Even in equal Australia, men rarely shop midweek, which risks a very empty floor. The solution: stick menswear on the first floor so women must go past it and thus might think, “I’ll get him a belt to soften the blow of all the stuff I’ve bought for me.” And when men do shop? “If a man sees a mannequin with an outfit on it, he could well buy the [lot],” says McNulty. Expect to see rows of mannequins. The primary male quest is for shoes. Your shoe guy wants to choose shoes, sit down, try them and buy them. So the chairs here (just one of 10 different designs in use by Vuitton) are the optimum height and tilt for trying on footwear. This is less of a concern in China where, “they have no problem waiting for a seat to be freed up; they’ll do it standing on one foot and they’ll even try clothes on without using a changing room,” McNulty says.

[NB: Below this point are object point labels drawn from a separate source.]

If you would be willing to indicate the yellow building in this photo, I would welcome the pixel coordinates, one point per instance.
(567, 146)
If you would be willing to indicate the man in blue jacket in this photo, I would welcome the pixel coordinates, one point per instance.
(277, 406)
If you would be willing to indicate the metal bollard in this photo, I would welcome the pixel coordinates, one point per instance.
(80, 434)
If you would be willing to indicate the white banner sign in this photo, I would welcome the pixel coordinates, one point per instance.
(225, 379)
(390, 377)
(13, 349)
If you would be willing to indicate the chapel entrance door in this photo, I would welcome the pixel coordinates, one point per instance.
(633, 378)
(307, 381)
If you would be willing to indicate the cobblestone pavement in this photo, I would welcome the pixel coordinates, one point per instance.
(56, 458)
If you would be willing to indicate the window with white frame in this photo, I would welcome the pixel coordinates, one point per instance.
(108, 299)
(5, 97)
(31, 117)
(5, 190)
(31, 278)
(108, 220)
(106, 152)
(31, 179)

When spending a penny (as opposed to $4500 on the latest Tiger clutch bag), every customer is a VIP – given the VIP loo is for you. But there’s VIPs and VVIPs. Tucked into a corner of the second floor is an area code-named ‘constellation’, as in ‘star’. Here, those who require additional privacy can be accommodated behind a closed door. As for the old saying that common folk sweat, the rest of us perspire and stars glow, here’s why: the VVIP area has its own dedicated air con. It’s here that the most exclusive service – the chance to get a bag in shapes and leathers of your choice – will be offered. It’s called ‘haute maroquinerie’ in Vuittonese. ‘Hot maroc’ in Sydney-speak? Don’t say we didn’t warn you.

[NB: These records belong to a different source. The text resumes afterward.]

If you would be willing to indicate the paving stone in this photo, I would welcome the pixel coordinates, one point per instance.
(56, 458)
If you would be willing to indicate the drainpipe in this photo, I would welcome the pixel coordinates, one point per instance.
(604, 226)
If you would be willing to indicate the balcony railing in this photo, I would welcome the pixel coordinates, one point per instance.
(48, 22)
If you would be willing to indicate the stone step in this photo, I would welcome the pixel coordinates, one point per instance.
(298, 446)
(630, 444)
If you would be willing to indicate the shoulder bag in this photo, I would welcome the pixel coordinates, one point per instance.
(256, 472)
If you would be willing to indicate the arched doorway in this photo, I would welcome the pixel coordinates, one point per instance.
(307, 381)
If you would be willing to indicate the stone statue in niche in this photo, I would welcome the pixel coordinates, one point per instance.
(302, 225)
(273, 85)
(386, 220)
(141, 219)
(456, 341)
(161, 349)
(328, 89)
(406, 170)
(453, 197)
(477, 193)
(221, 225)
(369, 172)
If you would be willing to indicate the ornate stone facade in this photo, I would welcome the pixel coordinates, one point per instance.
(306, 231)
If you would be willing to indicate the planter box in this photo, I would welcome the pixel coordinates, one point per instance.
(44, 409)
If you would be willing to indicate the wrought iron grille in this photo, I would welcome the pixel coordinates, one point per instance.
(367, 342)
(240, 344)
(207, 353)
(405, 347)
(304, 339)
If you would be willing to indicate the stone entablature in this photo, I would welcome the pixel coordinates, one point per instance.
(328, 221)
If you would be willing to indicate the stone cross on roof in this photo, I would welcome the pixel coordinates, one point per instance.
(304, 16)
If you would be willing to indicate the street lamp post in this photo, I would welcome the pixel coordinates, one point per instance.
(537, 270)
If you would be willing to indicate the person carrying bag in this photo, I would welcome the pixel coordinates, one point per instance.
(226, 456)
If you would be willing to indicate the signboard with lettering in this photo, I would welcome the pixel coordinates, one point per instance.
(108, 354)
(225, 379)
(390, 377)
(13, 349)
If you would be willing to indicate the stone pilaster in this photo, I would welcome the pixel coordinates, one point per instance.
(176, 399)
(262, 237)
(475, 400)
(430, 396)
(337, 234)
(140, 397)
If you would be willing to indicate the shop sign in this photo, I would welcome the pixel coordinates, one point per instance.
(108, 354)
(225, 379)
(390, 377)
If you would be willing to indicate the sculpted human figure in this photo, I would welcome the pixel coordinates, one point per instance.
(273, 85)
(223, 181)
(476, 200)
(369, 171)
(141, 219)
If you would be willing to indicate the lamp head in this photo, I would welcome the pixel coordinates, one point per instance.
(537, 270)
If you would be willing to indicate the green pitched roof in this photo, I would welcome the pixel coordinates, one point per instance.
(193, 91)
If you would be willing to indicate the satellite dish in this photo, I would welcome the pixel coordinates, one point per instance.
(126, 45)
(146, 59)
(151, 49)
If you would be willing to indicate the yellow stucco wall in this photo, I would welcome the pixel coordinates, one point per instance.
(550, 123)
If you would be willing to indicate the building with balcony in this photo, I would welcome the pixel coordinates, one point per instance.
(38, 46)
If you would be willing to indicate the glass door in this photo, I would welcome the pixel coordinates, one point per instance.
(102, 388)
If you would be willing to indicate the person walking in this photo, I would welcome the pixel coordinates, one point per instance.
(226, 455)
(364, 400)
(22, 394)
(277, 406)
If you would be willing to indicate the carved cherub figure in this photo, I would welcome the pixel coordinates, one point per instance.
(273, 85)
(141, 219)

While an exceptional sales associate cannot actually walk through walls, she can tap a mirror to reveal a door that allows her to reach the tills. Cash-and-wrap is hidden from your view, “although we have to make sure that this works well with the flow of the selling ceremony,” says Ho. “You don’t want your salesperson to disappear for too long with your things while you are sitting around waiting.” But what about disappearing with one’s credit card while, even in restaurants, they bring the machine to you these days? “Mostly, people don’t mind,” Ho says. “But in Asia, customers follow their salesperson to the till. People pay cash and need a secure area to count it.”


Everything is as ecological as possible, from the certified woods you can see to the basement unpacking area you can’t, where paper and cardboard are stored. “Our Guam store is powered by solar panels,” Ho says. This not an option for Sydney where the building is rented.


While big-brand stores look somewhat the same around the world, Vuitton makes the effort to help shoppers remember what country they are in. In Auckland, the store features model lambs created by a Kiwi. In Jakarta, there are Indonesian lamps and stools. So for Sydney? The eagle-eyed will spot eucalyptus motifs played out in wood marquetry. Coming soon – although not in time for the opening – LV monogrammed surfboards should provide a clue.


Windows are an invitation, and a global mega-brand requires lavish displays. “From our standpoint, that means providing the right space and lighting and access,” says McNulty. The secret to quick changes? Panels that can move in and out and doors big enough to accommodate a window dresser carrying a zebra. That is not a joke. The windows in London’s Bond Street currently feature a herd of life-sized African fauna.